| Valuation method | Value, $ | Upside, % |
|---|---|---|
| Artificial intelligence (AI) | 14.41 | -4 |
| Intrinsic value (DCF) | 11.34 | -25 |
| Graham-Dodd Method | 7.74 | -49 |
| Graham Formula | 20.55 | 36 |
Shandong Linglong Tyre Co., Ltd. stands as a prominent Chinese manufacturer in the global automotive tire industry, founded in 1975 and headquartered in Zhaoyuan. Operating within the Consumer Cyclical sector, the company specializes in the production and distribution of a comprehensive tire portfolio, including passenger car, SUV, winter, truck and bus, and specialty tires. With a formidable international footprint, Linglong Tyre exports its products to approximately 173 countries across Europe, the Middle East, the Americas, Africa, and the Asia-Pacific region, underscoring its global supply chain capabilities. The company's business model is centered on manufacturing efficiency and extensive distribution, catering to both original equipment manufacturers (OEMs) and the replacement tire market. As a key player in the Auto Parts industry, Linglong Tyre's growth is closely tied to global automotive production and vehicle parc trends, positioning it to benefit from the ongoing expansion of middle-class populations in emerging markets and the global demand for reliable, cost-effective tires. Its listing on the Shanghai Stock Exchange provides investors with exposure to a leading domestic champion with significant international ambitions in a essential automotive component market.
Shandong Linglong Tyre presents a compelling investment case as a globally competitive, mid-cap Chinese industrial with a proven export-oriented growth strategy. The company demonstrated solid financial performance with revenue of CNY 22.06 billion and net income of CNY 1.75 billion for the period, translating to a diluted EPS of CNY 1.2. A dividend of CNY 0.346 per share indicates a shareholder-friendly capital allocation policy. However, investors must weigh several factors. The company's high beta of 1.31 suggests significant volatility relative to the market, typical for cyclical auto parts manufacturers. While operating cash flow was a healthy CNY 1.94 billion, substantial capital expenditures of CNY -2.44 billion highlight aggressive expansion, which is funded in part by a considerable debt load of CNY 13.58 billion against cash reserves of CNY 3.63 billion. The primary investment thesis hinges on Linglong's ability to continue gaining global market share against established international competitors, but this is counterbalanced by macroeconomic sensitivity, raw material price fluctuations, and intense competitive pressures in the tire industry.

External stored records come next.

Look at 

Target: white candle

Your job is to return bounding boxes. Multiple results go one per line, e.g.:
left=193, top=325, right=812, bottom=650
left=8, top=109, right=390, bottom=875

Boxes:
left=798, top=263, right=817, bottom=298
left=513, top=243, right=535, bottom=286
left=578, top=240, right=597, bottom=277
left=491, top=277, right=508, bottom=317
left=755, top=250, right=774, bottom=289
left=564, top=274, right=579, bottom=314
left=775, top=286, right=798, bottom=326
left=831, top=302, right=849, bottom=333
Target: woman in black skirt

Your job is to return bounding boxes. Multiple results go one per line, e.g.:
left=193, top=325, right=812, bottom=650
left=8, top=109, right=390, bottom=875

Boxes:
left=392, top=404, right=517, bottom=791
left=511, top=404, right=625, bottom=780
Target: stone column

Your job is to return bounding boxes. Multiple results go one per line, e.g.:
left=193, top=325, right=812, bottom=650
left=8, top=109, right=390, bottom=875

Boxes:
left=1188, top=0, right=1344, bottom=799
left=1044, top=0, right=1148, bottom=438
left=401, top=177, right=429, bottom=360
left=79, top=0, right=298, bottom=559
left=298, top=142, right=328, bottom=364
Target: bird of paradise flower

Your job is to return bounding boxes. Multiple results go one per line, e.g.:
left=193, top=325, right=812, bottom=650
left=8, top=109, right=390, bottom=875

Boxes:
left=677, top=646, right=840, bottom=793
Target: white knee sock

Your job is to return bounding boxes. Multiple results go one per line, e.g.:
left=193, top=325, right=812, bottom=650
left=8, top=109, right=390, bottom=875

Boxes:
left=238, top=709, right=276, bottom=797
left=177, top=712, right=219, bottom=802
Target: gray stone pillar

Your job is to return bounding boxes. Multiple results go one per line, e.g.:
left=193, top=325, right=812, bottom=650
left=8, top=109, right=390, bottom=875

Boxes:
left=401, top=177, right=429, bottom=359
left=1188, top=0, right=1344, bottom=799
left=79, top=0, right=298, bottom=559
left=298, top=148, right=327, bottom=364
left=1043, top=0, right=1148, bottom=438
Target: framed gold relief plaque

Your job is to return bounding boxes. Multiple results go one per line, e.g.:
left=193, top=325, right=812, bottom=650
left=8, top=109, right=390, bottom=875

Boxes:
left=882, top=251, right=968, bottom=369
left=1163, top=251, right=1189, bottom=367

Shandong Linglong Tyre operates in a highly competitive global tire market, characterized by intense price competition, significant capital requirements, and brand loyalty. The company's competitive positioning is that of a large-scale, cost-efficient manufacturer from China with a rapidly improving quality perception. Its primary competitive advantage lies in its integrated manufacturing capabilities and cost structure, allowing it to compete aggressively on price in both domestic and international markets, particularly in the value and mid-range segments. Linglong has successfully expanded beyond China, establishing a global distribution network that serves 173 countries, which is a significant barrier to entry for smaller players. The company's strategy includes investing in brand building and technological advancement to move up the value chain. However, it faces a distinct disadvantage compared to global premium brands like Michelin and Bridgestone in terms of brand equity, technological innovation, and OEM relationships with luxury automakers. Its position is stronger in emerging markets and the replacement tire segment where price sensitivity is higher. The competitive landscape requires continuous capital investment to maintain manufacturing efficiency and meet evolving regulatory standards (e.g., rolling resistance, wet grip), which Linglong is addressing through its high capex. Its scale provides purchasing power for raw materials like rubber, but it remains vulnerable to commodity price swings. The key to its long-term competitiveness will be its ability to close the brand and technology gap with the top-tier global players while maintaining its cost leadership.